January 29, 2013 at 9:44 pm #1054967cheeseweaselParticipant
@General Lighting 521013 wrote:
A fair few of the smarter ex sound engineers from back in the day (1960s-1980s) actually transferred to British Telecom, DTELS/NTL/Arqiva who do the broadcasters and emergency service comms and some other stuff or the small high tech companies around Cambridge etc. Would also explain why a lot of the Rat Salad Park crew are heavily into prog rock 😉 (but the 60s/70s hippy era didn’t stop them successfully developing airwave and god alone knows what other surveillance kit)
Broadcast work is definitely something that interests me (and a lot of the corporate stuff I do does enter that territory, using Arquiva etc to link to sites in America), though I worry that there might not be much of an industry left by the time I’m in my mid-30s. A mate’s girlfriend narrowly missed the chop at Fremantle recently, who just laid off loads of staff – and they make all the crap reality shows that are popular at the moment. Apparently they don’t make as much through advertising revenue nowadays due to everyone watching online.January 29, 2013 at 9:47 pm #1266145General LightingModerator
@cheeseweasel 521048 wrote:
Broadcast work is definitely something that interests me (and a lot of the corporate stuff I do does enter that territory, using Arquiva etc to link to sites in America), though I worry that there might not be much of an industry left by the time I’m in my mid-30s. A mate’s girlfriend narrowly missed the chop at Fremantle recently, who just laid off loads of staff – and they make all the crap reality shows that are popular at the moment. Apparently they don’t make as much through advertising revenue nowadays due to everyone watching online.

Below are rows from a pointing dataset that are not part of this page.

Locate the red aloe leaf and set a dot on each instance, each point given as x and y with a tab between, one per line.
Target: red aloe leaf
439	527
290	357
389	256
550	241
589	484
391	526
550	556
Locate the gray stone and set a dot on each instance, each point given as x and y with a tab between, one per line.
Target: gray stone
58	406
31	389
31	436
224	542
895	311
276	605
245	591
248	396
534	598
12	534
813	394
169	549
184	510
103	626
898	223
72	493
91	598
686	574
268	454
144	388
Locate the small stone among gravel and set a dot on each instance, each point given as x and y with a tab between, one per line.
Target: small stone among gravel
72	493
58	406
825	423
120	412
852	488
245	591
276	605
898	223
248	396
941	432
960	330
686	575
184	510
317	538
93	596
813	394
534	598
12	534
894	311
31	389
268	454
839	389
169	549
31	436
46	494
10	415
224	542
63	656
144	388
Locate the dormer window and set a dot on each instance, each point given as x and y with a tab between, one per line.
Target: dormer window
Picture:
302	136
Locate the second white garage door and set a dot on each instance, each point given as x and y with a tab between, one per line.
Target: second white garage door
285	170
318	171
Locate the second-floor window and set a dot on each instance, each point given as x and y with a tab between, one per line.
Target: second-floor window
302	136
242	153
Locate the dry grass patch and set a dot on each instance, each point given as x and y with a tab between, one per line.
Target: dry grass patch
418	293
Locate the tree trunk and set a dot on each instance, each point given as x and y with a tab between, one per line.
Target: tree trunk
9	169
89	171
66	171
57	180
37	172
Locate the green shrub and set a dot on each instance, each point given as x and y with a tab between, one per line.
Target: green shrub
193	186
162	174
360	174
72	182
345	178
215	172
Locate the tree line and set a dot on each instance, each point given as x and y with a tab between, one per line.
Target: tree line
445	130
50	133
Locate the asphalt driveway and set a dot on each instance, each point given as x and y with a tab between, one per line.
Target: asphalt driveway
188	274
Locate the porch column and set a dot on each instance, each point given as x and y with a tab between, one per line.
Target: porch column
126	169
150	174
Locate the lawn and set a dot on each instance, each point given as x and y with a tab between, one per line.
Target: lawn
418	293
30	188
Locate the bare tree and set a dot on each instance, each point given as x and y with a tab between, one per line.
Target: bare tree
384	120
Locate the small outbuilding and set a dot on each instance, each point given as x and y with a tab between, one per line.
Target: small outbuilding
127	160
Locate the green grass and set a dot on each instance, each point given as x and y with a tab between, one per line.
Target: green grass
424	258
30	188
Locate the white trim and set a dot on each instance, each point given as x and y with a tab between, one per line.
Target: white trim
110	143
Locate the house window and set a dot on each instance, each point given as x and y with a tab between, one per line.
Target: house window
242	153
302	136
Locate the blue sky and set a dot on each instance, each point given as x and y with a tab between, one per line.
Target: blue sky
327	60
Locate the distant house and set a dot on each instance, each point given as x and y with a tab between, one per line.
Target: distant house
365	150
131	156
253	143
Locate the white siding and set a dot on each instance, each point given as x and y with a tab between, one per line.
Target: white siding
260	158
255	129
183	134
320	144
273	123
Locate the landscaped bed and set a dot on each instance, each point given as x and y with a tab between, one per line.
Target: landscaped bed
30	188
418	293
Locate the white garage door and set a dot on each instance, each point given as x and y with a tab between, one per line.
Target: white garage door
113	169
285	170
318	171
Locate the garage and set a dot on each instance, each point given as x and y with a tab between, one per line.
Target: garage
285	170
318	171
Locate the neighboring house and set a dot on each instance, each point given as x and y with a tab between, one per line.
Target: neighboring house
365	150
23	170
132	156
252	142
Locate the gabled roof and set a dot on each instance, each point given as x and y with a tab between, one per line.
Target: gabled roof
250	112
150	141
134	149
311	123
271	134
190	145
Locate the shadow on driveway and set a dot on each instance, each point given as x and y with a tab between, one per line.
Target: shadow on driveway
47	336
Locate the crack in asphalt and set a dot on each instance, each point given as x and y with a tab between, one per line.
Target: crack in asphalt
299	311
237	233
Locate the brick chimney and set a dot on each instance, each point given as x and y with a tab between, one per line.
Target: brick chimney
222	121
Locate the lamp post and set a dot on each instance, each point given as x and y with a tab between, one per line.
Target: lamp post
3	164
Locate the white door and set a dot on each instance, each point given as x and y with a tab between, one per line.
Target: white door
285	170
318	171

The tech side of the industry will still be around but its basically all merging with corporate telecoms/networking. its the production / creative side which is really being hammered due to the “content for free” expectations and also a seemingly endless supply of teenagers/youths willing to produce it for “free” (i.e being subsidised by rich parents).
(I will split these posts into the tech section)January 29, 2013 at 10:10 pm #1266147cheeseweaselParticipant
Yep, I’m a member of BECTU and get sent their newsletter from time-to-time. The number of internships in the media industry is something that is constantly grinding their gears. Aside from the fact that they take work away from professionals who have mortgages and other living costs to pay, the situation means that film/tv production has become full of upper-middle-class kids, which can’t be good for diversity of content. Also it’s grossly unfair on the interns, who are often offered these unpaid internships with the promise that ‘it will look good on your cv’ (I hate that line!) even though the experience is next to worthless.January 29, 2013 at 10:34 pm #1266146General LightingModerator
I’ve berated a few folk on the Internet-Radio forum for claiming that volunteer positions on net stations are “jobs” (I think it may even be illegal to say that these days in the UK). At least with community radio stations they are 100% honest that at best the station manager gets a small salary (which works out to less than a corporate job with less hassle and substantial unpaid overtime is expected) and the rest of the presenters are volunteers.
But there really isn’t any difference between much modern broadcast engineering and conventional IT support these days. The ICR lot were surprised I was initially putting in a fair few hours of work for free, but I pointed out to them that I was also using them as guinea pigs for a new network infrastructure install at one of my day job sites, and as soon as I had seen the station up and running I was going to buy exactly the same routers, hubs and switches networking kit and deploy it at work (which I have since done).